Emergency medical technicians (EMTs) and paramedics held about 226,500 jobs in 2010. They work both indoors and outdoors, in all types of weather. Their work is physically strenuous and can be stressful, sometimes involving life-or-death situations and patients who are suffering. Most career EMTs and paramedics work in metropolitan areas. Volunteer EMTs and paramedics are more common in small cities, towns, and rural areas. These individuals volunteer for fire departments, providers of emergency medical services, or hospitals and may respond to only a few calls per month.
As shown below, almost half of paid EMTs and paramedics worked as employees of ambulance services in 2010. Others worked in hospitals or local government:
In 2010, about 22 percent of EMTs and paramedics belonged to a union or were covered by a union contract.
EMTs and paramedics experience a much larger than average number of work-related injuries or illnesses.
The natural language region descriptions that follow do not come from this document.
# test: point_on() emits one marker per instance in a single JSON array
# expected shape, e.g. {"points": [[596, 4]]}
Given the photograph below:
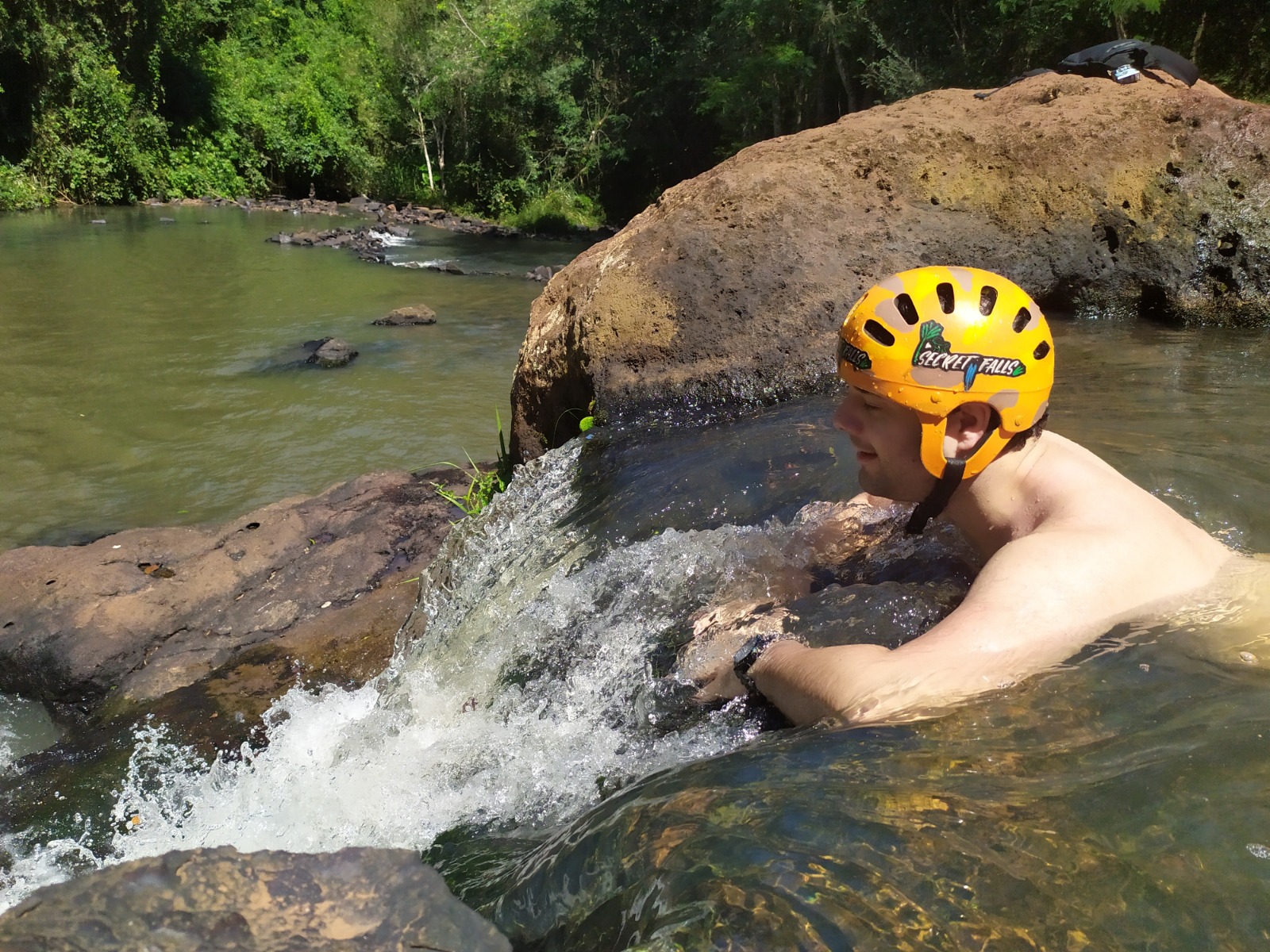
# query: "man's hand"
{"points": [[718, 634]]}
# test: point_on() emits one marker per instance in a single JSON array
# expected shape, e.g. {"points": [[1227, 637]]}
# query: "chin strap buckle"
{"points": [[937, 498]]}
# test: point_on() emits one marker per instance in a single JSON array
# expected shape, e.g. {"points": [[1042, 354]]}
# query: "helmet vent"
{"points": [[944, 291], [987, 300], [879, 333], [907, 309]]}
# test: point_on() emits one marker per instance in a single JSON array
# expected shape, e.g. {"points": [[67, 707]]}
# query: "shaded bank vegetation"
{"points": [[533, 112]]}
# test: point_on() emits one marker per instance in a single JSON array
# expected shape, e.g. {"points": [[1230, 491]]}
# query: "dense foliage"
{"points": [[530, 111]]}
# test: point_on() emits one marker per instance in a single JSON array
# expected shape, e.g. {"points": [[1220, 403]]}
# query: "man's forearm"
{"points": [[810, 683]]}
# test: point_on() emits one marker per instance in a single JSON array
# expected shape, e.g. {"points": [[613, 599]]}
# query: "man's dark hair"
{"points": [[1020, 440]]}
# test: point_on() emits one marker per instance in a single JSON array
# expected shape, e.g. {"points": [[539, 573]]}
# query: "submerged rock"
{"points": [[544, 272], [410, 317], [729, 289], [205, 899], [332, 352], [308, 587]]}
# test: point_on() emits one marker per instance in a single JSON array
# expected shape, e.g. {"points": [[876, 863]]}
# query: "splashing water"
{"points": [[524, 687]]}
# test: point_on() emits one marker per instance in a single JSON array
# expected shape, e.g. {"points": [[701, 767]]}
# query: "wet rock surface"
{"points": [[313, 585], [221, 899], [728, 291], [412, 317], [330, 352]]}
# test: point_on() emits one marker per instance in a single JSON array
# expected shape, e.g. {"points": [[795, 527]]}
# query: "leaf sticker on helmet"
{"points": [[935, 352], [850, 353]]}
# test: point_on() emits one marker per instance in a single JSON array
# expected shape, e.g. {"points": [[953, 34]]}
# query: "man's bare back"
{"points": [[1068, 546]]}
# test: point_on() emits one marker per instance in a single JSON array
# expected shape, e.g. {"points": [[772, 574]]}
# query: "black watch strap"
{"points": [[746, 658]]}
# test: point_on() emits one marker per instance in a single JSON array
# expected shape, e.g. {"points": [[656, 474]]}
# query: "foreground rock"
{"points": [[290, 590], [728, 291], [221, 899], [412, 317]]}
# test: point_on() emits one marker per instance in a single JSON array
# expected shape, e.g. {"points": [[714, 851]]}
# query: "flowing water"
{"points": [[533, 739], [152, 371]]}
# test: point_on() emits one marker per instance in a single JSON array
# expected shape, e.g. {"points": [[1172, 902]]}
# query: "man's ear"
{"points": [[967, 427]]}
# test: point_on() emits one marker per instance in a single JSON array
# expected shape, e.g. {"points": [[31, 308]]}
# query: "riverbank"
{"points": [[389, 215]]}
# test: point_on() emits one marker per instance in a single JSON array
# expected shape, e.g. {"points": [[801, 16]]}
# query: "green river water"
{"points": [[143, 380], [1118, 803]]}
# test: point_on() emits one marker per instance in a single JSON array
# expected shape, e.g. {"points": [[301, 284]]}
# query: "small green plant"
{"points": [[18, 190], [556, 213], [483, 484]]}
They are required to do considerable kneeling, bending, and lifting while caring for and moving patients. They may be exposed to contagious diseases, such as hepatitis B and AIDS. Sometimes they can be injured by mentally unstable or combative patients. These risks can be reduced by following proper safety procedures, such as waiting for police to clear an area in violent situations or wearing gloves while working with a patient.
Most EMTs and paramedics work full time. About one-third worked more than full time in 2010. Because EMTs and paramedics must be available to work in emergencies, they may work overnight and on weekends. Some EMTs and paramedics are volunteers and have varied work schedules.